You may have heard that SEC Rule 151(a) will be dead if the Finance Reform Bill is signed by President Obama. This is because the Conference Committee bill passed by the joint House-Senate conferees on June 25, 2010 included language proposed by Senator Tom Harkin (D-IA) to leave fixed indexed annuities under state supervision. The Finance Reform Bill also will make the 2010 NAIC Suitability in Annuity Transactions Model Regulation the law in all 50 states.

 

The fight against fixed indexed annuities is far from being over, however.  Here are several articles that appeared in response to the Harkin Amendment:

·         Jane Bryant Quinn on CBS Money Watch wrote, Congress Sells Out Seniors: No SEC Regulation for Indexed Annuities (Be sure to read Sheryl J. Moore’s 32-point response to this article)

·         FINRA, the Financial Industry Regulatory Authority, posted an Investor Alert about indexed annuities

·         Senator Daniel Akaka (D-HI) said in hearings for S.A. 3920, “Deceptive sales practices have been found to be used in these products. An individual in Hawaii pushed equity index annuities to collect high commissions at the expense of senior investors. Those investors least able to effectively evaluate financial products need these federal protections, without question. And they’ve been suffering.” (see full article)

·         Kevin Keller, president of the Certified Financial Planner Board of Standards, said, “These are products that are ripe for abuse among the elderly. It’s important for consumers, especially the elderly, to have the protection of the SEC.” (see full article)

·         Barbara Roper, director of investor protection at the Consumer Federation of America, in her letter to Congress wrote, “If adopted, this amendment would open a gaping hole in investor protections without any assurance that the insurance regulation relied on in its place is adequate or effective.” (see full article)

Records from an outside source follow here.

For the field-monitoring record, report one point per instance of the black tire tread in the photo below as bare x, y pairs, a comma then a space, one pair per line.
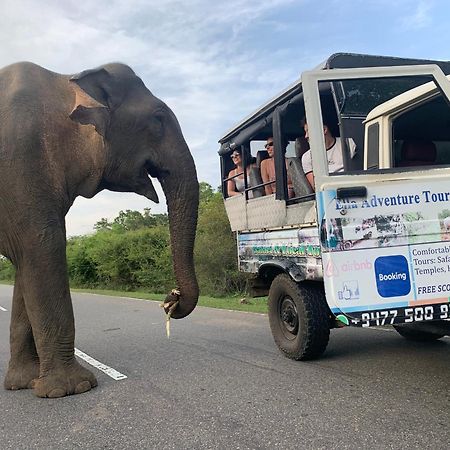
314, 332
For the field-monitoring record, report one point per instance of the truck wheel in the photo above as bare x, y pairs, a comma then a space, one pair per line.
416, 334
298, 317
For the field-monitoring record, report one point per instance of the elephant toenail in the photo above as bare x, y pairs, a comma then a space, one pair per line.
84, 386
56, 393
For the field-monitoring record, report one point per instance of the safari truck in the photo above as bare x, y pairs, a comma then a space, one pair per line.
368, 245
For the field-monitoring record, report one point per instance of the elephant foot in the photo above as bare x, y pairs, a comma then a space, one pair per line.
64, 380
20, 375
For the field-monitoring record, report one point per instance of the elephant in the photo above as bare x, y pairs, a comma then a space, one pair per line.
63, 136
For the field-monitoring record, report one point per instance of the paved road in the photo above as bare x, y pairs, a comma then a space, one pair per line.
220, 383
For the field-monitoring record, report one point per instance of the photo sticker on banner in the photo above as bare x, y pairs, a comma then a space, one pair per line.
392, 276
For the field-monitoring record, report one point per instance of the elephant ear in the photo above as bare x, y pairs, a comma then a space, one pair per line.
94, 99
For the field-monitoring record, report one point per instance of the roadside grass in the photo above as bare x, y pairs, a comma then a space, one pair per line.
256, 305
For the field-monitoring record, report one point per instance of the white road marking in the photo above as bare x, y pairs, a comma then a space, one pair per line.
113, 373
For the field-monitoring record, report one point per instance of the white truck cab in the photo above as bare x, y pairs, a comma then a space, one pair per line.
368, 245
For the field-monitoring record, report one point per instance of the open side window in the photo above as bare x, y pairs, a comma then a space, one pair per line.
421, 134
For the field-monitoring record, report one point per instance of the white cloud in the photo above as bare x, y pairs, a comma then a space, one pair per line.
419, 18
190, 54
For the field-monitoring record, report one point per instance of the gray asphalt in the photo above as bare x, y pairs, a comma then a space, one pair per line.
219, 382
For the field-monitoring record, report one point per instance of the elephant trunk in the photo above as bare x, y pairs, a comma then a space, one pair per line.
182, 193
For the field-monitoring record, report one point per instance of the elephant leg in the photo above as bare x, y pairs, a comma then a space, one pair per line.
24, 362
49, 308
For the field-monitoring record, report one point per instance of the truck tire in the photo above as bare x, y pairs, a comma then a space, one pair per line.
298, 317
414, 333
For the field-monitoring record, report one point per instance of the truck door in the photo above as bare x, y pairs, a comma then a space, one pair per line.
385, 230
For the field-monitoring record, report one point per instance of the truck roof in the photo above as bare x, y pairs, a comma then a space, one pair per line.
402, 100
293, 93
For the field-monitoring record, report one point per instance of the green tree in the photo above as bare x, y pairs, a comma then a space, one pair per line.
215, 247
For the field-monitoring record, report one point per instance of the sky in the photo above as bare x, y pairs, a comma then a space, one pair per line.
213, 63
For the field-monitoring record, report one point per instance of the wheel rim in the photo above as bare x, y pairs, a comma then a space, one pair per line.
288, 318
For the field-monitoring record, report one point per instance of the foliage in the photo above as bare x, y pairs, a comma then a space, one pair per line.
215, 247
7, 271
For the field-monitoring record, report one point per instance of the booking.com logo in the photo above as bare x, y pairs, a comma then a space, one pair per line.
392, 276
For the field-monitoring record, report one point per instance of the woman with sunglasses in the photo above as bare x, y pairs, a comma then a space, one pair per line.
268, 171
236, 184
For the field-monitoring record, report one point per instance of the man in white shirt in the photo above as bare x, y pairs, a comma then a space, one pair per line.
334, 154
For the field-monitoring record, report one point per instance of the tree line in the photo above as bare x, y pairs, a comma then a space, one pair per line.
132, 252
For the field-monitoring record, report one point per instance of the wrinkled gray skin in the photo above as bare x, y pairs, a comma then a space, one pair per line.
60, 137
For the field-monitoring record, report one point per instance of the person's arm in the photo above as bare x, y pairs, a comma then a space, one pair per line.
231, 186
291, 193
265, 176
307, 168
310, 177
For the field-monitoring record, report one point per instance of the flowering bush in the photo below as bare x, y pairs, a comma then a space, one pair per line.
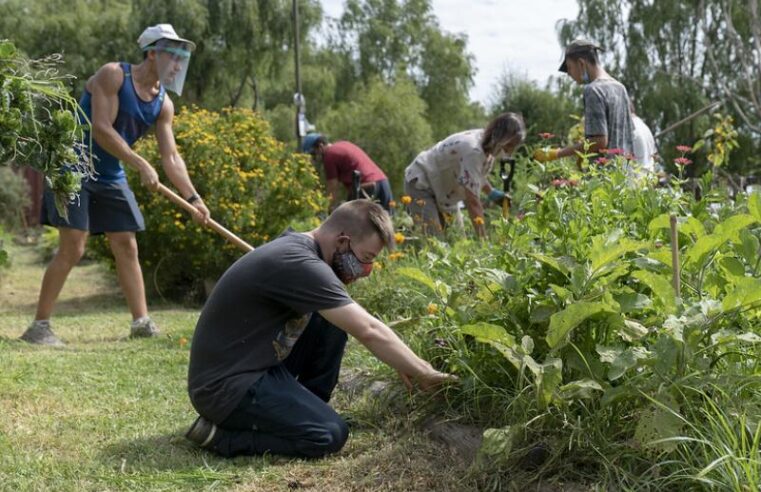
249, 181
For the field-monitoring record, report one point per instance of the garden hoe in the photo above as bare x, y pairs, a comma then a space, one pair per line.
221, 230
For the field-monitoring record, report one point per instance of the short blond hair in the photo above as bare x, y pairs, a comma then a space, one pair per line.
360, 219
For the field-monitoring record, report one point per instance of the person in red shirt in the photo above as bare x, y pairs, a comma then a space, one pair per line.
340, 160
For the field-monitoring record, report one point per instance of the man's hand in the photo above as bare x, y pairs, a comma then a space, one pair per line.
429, 381
149, 177
546, 155
202, 214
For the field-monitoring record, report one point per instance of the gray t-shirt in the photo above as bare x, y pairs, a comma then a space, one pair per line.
254, 316
606, 112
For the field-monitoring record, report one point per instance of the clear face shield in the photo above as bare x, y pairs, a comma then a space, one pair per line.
172, 60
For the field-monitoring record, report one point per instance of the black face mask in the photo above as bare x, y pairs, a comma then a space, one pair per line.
348, 268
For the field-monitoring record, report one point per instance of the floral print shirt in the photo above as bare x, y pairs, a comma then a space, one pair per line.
450, 167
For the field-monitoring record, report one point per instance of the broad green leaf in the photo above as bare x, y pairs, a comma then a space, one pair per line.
548, 378
660, 286
662, 255
633, 331
497, 444
550, 261
730, 336
747, 291
749, 247
734, 224
658, 425
692, 227
487, 332
541, 313
685, 225
729, 230
561, 323
626, 360
754, 205
562, 293
578, 390
419, 276
603, 253
658, 223
702, 248
732, 266
633, 301
497, 337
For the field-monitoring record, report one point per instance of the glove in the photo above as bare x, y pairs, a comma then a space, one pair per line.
545, 155
496, 196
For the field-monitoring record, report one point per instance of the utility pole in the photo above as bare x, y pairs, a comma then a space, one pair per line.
298, 98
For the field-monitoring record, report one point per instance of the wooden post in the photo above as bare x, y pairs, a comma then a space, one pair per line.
676, 280
216, 226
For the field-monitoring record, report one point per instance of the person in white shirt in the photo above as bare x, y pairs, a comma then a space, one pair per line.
644, 143
456, 169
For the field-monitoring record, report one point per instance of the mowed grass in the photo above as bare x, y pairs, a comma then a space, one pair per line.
109, 413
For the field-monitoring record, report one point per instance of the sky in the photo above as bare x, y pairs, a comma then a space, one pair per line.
518, 35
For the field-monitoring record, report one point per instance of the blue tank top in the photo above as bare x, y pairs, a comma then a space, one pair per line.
133, 119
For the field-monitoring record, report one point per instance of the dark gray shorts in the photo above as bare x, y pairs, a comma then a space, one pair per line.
101, 207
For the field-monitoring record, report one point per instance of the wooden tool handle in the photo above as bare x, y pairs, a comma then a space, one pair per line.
221, 230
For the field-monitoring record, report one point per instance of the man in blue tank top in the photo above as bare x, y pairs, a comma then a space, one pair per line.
122, 103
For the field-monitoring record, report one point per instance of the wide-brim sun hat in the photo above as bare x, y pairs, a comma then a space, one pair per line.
159, 32
577, 47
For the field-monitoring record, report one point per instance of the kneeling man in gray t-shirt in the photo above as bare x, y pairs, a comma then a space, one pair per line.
267, 348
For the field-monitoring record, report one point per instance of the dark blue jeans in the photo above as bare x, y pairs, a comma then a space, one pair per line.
286, 412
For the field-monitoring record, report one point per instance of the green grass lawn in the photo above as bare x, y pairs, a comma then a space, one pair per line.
109, 413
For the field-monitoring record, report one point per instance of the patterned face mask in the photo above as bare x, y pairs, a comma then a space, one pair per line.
348, 268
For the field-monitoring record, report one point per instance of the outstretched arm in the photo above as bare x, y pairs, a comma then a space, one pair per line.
174, 165
386, 345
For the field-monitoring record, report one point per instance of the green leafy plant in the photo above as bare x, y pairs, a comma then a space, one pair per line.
38, 122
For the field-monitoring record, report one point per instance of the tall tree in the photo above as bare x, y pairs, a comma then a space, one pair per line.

·         Denise Voigt Crawford, the Texas Securities Commissioner and president of the North American Securities Administrators Association said in her letter to Congress, “It’s a hybrid product, so the questions in play here go beyond just equity-indexed annuities themselves and raise issues concerning who is going to regulate these hybrid instruments on a going forward basis.” (see letter to Congress)

 

The list of consumer groups and financial professionals who are against indexed annuities is endless.  What is their beef?  Here is a summary of the issues that I have found after reading numerous articles and following indexed annuities almost from their inception:

·         Deceptive and/or high pressure sales practices

·         High commissions

·         High / long surrender charges

·         Lack of disclosure

 

Most annuity producers and companies who market indexed annuities, especially those who are members of the National Association for Fixed Annuities (NAFA), have already adopted marketing methods and procedures that deal with the above concerns.  Passage of the provisions of the 2010 NAIC Suitability in Annuity Transactions Model Regulation opens producers and companies to fines, discipline, and civil action if they cannot prove that they adhered to these higher suitability standards.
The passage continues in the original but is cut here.